Truncation of inverse systems I'm trying to ascertain when (if ever) it is acceptable to ``truncate'' terms of an inverse system and arrive at an isomorphic limit. To simplify matters, assume that our directed system is $\mathbb N$ with the normal ordering and let $A=(A_i,f_{ij})_{0\leq i \leq j}$ be an inverse system. If $\hat A_n = (A_i, f_{ij})_{n\leq i \leq j}$ is the 'truncated' system, when is $\displaystyle \lim_{\longleftarrow}A \cong \lim_{\longleftarrow} \hat A_n$ (assuming the limits exist)?
Examples: 


*

*[Edit: Made a mistake in my indices]A very simple case is to look in the category of sets and a nesting of sets $X_m \subseteq X_{m-1} \subseteq \cdots \subseteq X_2 \subseteq X_1$. If the morphisms are inclusions, then the inverse limit is the intersection and yields $X_m$. Truncation of the first $n$-terms will still result in an intersection of $X_m$.

*I'm not certain if this is correct, but I feel that truncation of the inverse system defining the $p$-adics should still result in the $p$-adics. In particular, if $\mathbb Z/\langle p^n\rangle \to \mathbb Z/\langle p^{n-1}\rangle$ is the obvious map then the identification of this inverse system with $\mathbb Z_p$ is done via an analogy of Cauchy sequences in the $p$-adic norm, and it is only the farfield limiting behaviour which really seems to matter, so it seems to me that truncation would not affect this limit.

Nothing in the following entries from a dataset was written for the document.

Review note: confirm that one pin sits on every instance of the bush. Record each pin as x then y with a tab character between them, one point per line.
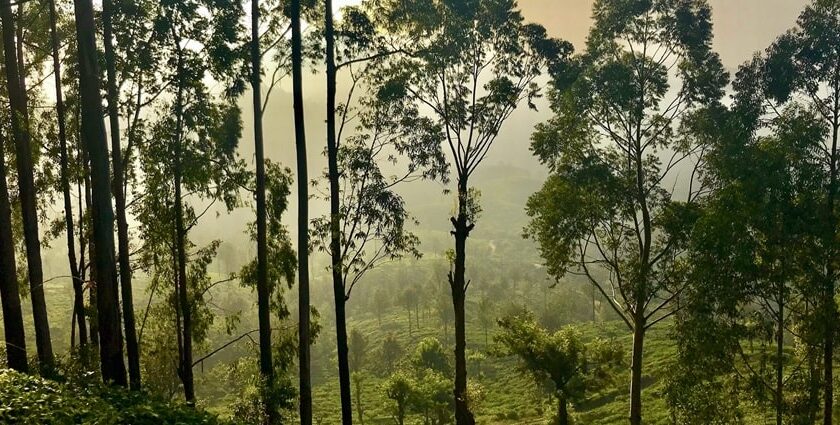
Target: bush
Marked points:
27	399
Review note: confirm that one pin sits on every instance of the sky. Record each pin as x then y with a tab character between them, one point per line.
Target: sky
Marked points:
742	28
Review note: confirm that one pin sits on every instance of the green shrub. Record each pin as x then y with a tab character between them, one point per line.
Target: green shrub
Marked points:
27	399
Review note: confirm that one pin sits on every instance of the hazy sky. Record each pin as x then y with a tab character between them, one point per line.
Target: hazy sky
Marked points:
742	27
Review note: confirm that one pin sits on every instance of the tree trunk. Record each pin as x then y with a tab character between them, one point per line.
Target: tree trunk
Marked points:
562	411
26	183
305	389
102	215
780	346
359	409
119	201
401	413
88	243
180	243
335	225
636	371
75	275
458	284
263	289
829	304
13	329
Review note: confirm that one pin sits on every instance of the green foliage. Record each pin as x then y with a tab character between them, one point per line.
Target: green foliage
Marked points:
32	400
560	363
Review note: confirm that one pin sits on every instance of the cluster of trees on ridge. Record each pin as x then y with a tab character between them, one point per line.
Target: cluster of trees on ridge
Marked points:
681	194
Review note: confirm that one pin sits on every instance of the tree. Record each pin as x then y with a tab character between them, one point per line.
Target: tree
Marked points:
303	221
471	65
19	117
263	293
191	156
399	388
561	362
279	266
13	330
367	217
605	212
75	275
803	66
753	256
119	197
102	214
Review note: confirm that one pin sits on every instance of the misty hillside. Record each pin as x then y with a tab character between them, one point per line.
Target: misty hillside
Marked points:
406	212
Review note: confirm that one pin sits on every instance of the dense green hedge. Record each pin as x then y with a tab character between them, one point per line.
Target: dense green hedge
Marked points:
27	399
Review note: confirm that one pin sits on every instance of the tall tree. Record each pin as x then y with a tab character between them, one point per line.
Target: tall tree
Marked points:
191	155
26	182
13	330
102	214
612	145
803	66
472	64
752	260
367	217
75	274
561	362
303	220
118	187
263	291
334	221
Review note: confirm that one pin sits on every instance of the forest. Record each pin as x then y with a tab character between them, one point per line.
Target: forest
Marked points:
412	212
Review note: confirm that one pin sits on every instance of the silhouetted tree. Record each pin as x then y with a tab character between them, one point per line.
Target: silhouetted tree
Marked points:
19	117
472	64
102	215
613	142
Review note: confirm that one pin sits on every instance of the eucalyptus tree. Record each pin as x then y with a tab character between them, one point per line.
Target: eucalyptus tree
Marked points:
20	128
64	159
118	191
753	256
561	362
13	330
803	66
367	221
280	266
470	64
102	214
614	149
190	156
304	331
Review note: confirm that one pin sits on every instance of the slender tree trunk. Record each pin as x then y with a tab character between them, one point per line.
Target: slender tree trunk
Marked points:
132	349
263	289
562	411
78	302
102	217
305	389
26	183
458	284
13	330
335	225
636	373
401	413
780	346
92	273
185	371
641	298
359	409
829	303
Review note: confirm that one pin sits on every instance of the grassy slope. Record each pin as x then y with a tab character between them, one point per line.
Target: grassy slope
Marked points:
510	398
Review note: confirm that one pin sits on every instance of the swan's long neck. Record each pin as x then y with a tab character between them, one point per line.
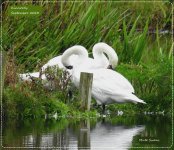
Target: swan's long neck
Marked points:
78	50
98	53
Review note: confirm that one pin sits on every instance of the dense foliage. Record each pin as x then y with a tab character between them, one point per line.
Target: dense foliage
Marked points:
134	30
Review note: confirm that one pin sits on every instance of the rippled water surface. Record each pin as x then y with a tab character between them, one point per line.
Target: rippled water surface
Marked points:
120	132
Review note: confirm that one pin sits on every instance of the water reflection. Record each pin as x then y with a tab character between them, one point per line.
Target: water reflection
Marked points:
116	133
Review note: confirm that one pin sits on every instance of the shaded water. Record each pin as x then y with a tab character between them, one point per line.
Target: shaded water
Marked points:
120	132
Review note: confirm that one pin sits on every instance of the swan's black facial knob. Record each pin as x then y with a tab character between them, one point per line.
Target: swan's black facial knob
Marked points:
69	67
110	67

Any insight would be appreciated.
 A: Let $\Omega=\displaystyle \lim_{\longleftarrow}A$ and $\Omega'=\displaystyle \lim_{\longleftarrow}\hat{A}$. For $i\in\{0,\ldots, n-1\}$ let $p'_i\colon\Omega'\to A_i$ be given by $f_{in}\circ p'_n$ where $p'_n$ is the usual projection of $\Omega'$ onto $A_n$ given by the universal property of limits, and let $p'_j\colon\Omega'\to A_i$ be the usual projection for $j\geq n$. I claim that this set of maps makes $\Omega'$ into a limit of the inverse system $A$ and so is isomorphic to $\Omega$.
We define a map $\lambda\colon \Omega\to\Omega'$ to be the unique map given by the universal property of $\Omega'$ as the limit of the inverse system $\hat{A}$ where the maps $p_i\colon \Omega\to A_i$ for $i\geq n$ are simply the projections.
Let $Y$ be an object in the category and suppose we have maps $\psi_i\colon Y\to A_i$ for each $i\geq 0$ such that $f_{ij}\circ \psi_j=\psi_i$ for all $j\geq i\geq 0$. Well, by the universal property of $\Omega$ as the limit of the inverse system $A$, we have a unique map $\lambda'\colon Y\to \Omega$ such that $p_j\circ\lambda'=\psi_j$ and $p_i\circ\lambda'=\psi_i$.
For $j\geq n$ we have $p'_j\circ\lambda= p_j$ by the definition of $\lambda$ and so $p'_j\circ\lambda\circ\lambda'= p_j\circ\lambda'=\psi_j$.
For $0\leq j\leq n-1$ we have $p'_j\circ\lambda=f_{jn}\circ p'_n\circ\lambda=f_{jn}\circ p_n=p_j$ and so $p'_j\circ\lambda\circ\lambda'=p_j\circ\lambda'=\psi_j$. It follows that $\lambda\circ\lambda'\colon Y\to\Omega'$ is a map commuting with the inverse system given by the maps $p'_j$ and so $\Omega'$ is factor over $A$. We need uniqueness in order for $\Omega'$ to be universal over $A$.
In order to get uniqueness we must consider the unique map $\lambda''\colon \Omega'\to \Omega$ given by the various maps defined above. You'll end up getting $\lambda\circ\lambda'\circ\lambda''=\lambda$ by uniqueness of $\lambda$ and also if $\sigma\colon Y\to\Omega'$ is another map making the diagram commute, then $\sigma\circ\lambda''=\lambda$ and so we have $\lambda\circ\lambda' \circ \lambda''= \sigma\circ \lambda''\implies \lambda\circ\lambda' \circ \lambda''\circ \lambda'= \sigma\circ \lambda''\circ\lambda'$. Finally, it can be shown that $\lambda''\circ\lambda'=\mbox{Id}_{\Omega}$ by yet another use of the universal property and so $\sigma=\lambda\circ\lambda'$ hence $\lambda\circ\lambda'$ is unique. It then follows that $\Omega'$ is isomorphic to $\Omega$ as required.